For the individual voter right now, the shift is from looking for the perfect party to what you might call a portfolio approach. Your vote is one tool. It's not the only tool. Vote for the party that best represents your top two or three issues, then use your post-election voice, letters, tenant unions, civil society organizations, direct pressure on individual MKs, to pull them on the issues they're ignoring.
For citizens who want systemic reform rather than just coping strategies, the thing to push for is a mixed-member system. Some MKs elected regionally, some from national lists. It's not a magic fix, but it creates that second axis of representation that can cut across the bloc structure and give orphaned issues a home.
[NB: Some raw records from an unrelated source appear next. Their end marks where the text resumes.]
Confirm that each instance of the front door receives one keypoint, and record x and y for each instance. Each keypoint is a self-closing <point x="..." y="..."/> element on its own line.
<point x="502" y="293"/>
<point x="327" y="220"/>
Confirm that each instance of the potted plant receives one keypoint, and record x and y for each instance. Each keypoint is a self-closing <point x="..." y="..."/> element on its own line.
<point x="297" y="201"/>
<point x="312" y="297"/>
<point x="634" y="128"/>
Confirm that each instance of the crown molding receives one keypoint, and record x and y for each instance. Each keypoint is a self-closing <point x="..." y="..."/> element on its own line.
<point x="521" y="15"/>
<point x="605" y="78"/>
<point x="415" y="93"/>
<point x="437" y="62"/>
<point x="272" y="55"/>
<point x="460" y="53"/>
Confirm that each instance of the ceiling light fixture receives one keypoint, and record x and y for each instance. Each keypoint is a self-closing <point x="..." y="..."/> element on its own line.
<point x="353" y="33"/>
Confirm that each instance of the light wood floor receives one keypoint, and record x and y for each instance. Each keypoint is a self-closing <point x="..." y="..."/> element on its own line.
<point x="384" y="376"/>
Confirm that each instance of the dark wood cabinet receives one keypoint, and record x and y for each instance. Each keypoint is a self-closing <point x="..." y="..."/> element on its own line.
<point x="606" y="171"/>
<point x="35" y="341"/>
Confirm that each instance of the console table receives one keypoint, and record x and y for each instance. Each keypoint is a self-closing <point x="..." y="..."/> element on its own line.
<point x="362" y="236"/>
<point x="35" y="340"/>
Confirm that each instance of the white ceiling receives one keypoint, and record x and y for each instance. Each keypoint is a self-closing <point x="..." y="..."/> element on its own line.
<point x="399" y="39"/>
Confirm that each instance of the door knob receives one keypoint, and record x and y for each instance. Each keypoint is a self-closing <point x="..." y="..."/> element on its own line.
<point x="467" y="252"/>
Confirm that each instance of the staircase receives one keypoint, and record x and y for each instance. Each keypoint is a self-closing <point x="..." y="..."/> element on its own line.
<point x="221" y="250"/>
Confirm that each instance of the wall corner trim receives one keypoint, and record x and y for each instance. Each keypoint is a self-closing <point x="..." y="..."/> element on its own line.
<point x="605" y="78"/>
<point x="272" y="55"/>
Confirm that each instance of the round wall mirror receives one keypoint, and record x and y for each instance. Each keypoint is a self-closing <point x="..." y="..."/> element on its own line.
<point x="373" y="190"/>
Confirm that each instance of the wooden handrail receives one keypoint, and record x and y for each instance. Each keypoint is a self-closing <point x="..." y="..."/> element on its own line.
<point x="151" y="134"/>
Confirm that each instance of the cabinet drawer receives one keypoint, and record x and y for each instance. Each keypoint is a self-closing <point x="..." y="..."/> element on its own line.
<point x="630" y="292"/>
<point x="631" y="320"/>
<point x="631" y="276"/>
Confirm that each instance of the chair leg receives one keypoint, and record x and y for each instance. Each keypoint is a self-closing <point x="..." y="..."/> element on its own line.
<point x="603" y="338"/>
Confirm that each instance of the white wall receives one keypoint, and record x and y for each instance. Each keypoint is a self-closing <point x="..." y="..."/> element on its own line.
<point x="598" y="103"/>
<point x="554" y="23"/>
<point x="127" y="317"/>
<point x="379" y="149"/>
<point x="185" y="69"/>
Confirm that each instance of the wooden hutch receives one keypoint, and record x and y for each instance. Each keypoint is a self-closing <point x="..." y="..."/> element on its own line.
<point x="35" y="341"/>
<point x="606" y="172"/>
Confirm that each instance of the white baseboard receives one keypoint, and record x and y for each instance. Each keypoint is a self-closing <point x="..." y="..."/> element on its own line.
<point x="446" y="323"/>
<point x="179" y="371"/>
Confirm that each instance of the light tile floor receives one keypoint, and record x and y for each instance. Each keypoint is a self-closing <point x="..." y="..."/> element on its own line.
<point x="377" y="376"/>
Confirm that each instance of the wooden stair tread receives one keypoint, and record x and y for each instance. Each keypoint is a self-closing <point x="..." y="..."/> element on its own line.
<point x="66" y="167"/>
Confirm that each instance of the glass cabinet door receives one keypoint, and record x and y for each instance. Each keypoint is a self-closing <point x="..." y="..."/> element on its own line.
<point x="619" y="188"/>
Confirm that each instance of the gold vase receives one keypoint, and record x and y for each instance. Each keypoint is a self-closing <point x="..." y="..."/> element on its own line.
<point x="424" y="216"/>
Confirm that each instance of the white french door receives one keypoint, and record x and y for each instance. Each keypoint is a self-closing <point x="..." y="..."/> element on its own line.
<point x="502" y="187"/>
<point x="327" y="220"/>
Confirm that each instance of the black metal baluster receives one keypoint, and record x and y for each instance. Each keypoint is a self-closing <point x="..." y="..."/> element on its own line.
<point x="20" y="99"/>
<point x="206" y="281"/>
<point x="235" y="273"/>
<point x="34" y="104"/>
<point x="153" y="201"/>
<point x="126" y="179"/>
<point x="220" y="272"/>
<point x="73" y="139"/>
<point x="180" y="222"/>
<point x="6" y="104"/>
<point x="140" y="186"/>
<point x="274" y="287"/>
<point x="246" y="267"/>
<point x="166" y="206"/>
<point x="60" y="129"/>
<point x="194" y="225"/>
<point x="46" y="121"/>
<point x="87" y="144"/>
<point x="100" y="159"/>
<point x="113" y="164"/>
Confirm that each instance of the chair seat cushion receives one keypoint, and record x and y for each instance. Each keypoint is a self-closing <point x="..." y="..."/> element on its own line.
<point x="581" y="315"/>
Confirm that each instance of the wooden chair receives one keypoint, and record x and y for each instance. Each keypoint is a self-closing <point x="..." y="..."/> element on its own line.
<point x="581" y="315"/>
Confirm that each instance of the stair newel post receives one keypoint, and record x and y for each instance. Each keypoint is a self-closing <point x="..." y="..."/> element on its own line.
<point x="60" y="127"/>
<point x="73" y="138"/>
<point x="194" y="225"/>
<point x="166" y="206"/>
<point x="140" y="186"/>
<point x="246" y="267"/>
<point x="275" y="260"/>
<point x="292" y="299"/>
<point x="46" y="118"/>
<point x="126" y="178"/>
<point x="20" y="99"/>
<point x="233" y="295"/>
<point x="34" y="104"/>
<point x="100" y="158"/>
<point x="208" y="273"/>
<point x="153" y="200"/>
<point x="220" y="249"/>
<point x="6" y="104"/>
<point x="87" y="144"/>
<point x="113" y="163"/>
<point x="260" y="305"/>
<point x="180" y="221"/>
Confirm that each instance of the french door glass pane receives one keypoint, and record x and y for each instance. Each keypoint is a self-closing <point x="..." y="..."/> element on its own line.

The rental crisis Daniel's living through is invisible to the current system not because it's unimportant, but because the system only has one lens. Add a second lens, and suddenly you can see it.
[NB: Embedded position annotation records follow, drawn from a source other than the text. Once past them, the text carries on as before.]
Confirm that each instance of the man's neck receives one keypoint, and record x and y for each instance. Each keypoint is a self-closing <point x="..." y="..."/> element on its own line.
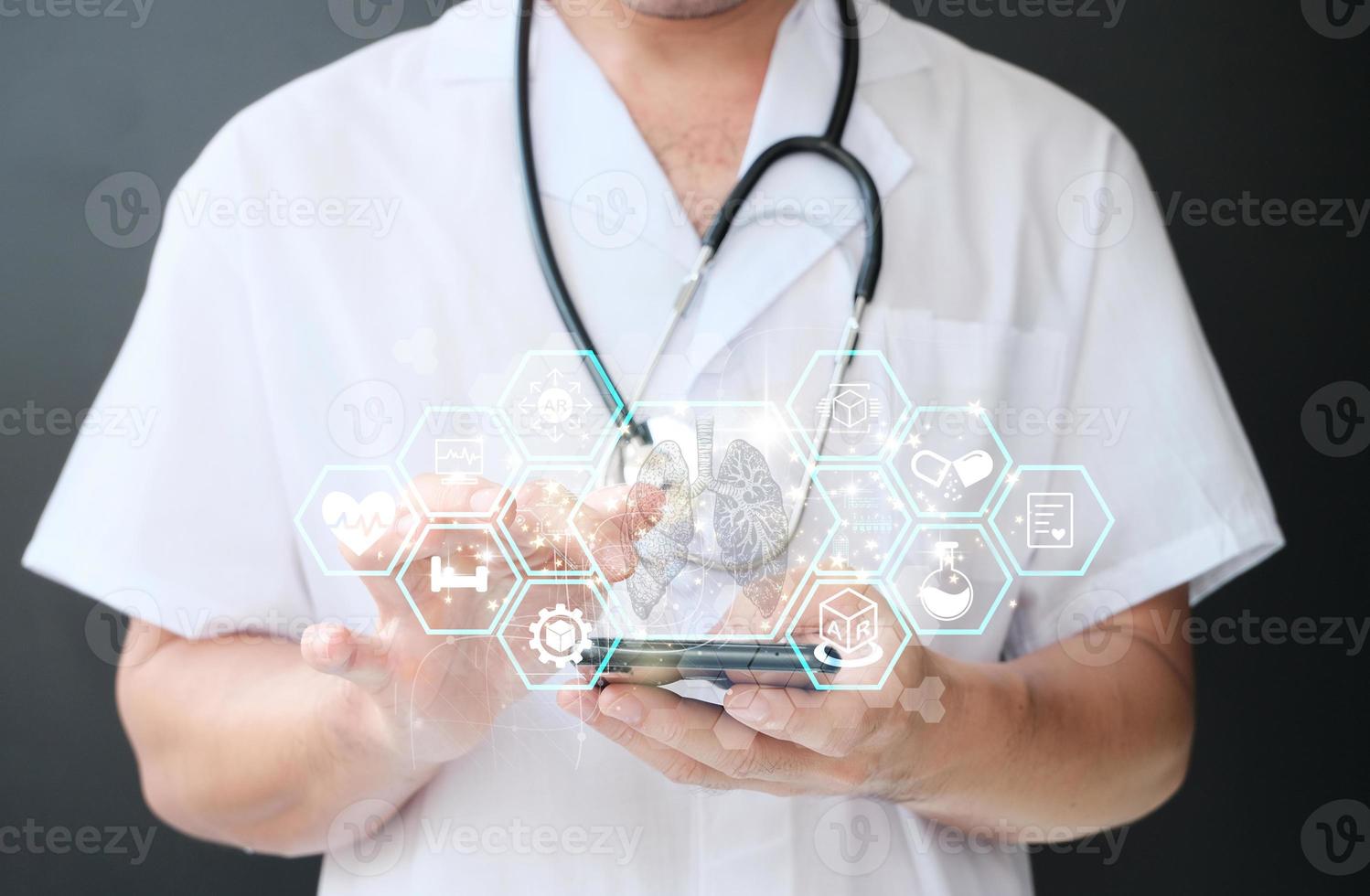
<point x="622" y="40"/>
<point x="690" y="85"/>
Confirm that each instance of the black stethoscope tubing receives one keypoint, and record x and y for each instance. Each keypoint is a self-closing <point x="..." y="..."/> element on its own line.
<point x="827" y="145"/>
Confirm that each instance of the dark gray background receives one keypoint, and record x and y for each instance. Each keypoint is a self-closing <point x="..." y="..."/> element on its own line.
<point x="1219" y="98"/>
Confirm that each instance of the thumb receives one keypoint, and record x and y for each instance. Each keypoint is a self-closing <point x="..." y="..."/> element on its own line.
<point x="336" y="650"/>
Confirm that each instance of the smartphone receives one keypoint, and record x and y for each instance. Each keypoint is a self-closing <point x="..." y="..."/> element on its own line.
<point x="723" y="664"/>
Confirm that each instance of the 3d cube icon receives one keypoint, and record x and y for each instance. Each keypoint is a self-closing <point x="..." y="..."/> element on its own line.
<point x="849" y="620"/>
<point x="559" y="636"/>
<point x="850" y="407"/>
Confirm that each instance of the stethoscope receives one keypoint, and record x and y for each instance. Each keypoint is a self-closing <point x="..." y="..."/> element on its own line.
<point x="637" y="440"/>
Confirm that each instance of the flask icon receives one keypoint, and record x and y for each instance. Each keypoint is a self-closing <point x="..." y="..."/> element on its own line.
<point x="946" y="592"/>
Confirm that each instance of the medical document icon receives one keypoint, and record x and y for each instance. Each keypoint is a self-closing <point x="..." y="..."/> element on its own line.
<point x="444" y="577"/>
<point x="946" y="592"/>
<point x="459" y="461"/>
<point x="1051" y="519"/>
<point x="851" y="407"/>
<point x="847" y="626"/>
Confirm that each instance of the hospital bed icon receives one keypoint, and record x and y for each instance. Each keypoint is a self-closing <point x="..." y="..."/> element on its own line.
<point x="444" y="577"/>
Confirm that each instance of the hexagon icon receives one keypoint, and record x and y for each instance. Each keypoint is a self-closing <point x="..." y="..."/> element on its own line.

Yet, I keep coming back to Daniel's actual life in this. The ten years of tenancy at will. The unwanted moves. The feeling that the thing causing the most disruption to your family's stability is somehow not politically legible. You can vote, you can protest, you can write letters, but the system looks at your biggest problem and sees nothing.
That's the part that sits heavy, isn't it. It's not that he's disengaged. He's the opposite of disengaged. He's thought about this more carefully than most voters ever will, and the reward for that careful thought is discovering that the system has no slot for the combination of things he actually believes.
This isn't uniquely Israeli. Every democracy faces the same tension. You need to aggregate millions of individual preference profiles into a governable number of parties. Aggregation means compression, and compression means loss. Someone's full set of concerns gets flattened into a single party label that captures maybe sixty percent of what they actually think.
The difference is how much loss the system imposes. Some systems lose less. Mixed-member systems, systems with genuine local representation, systems where parties have to compete on multiple axes instead of one. They still lose information. They just lose less of it.
Which leaves us with the question Daniel's really asking underneath all the structural analysis. Not just "how do I vote," but "is this what democracy is supposed to feel like?
I think the honest answer is partly yes. The gap between your full self as a citizen and the simplified version of you that a ballot can capture is real and permanent. No electoral system will ever close it completely. The question is whether the gap is small enough that you can still see yourself in the result.
Here's where I want to leave it. If you could design a voting system from scratch, one that perfectly captured your multi-issue preferences without flattening them, what would it look like? And would the result still be recognizable as democracy, or would you have built something else entirely?
Now: Hilbert's daily fun fact.
Hilbert: In the high medieval period, around the twelfth century, European scribes occasionally used a technique called palimpsesting, scraping ink from parchment to reuse it. Centuries later, researchers recovered lost musical notation from beneath later texts, effectively hearing melodies that had been silent for eight hundred years.
Scribes were the original bootleg recording industry.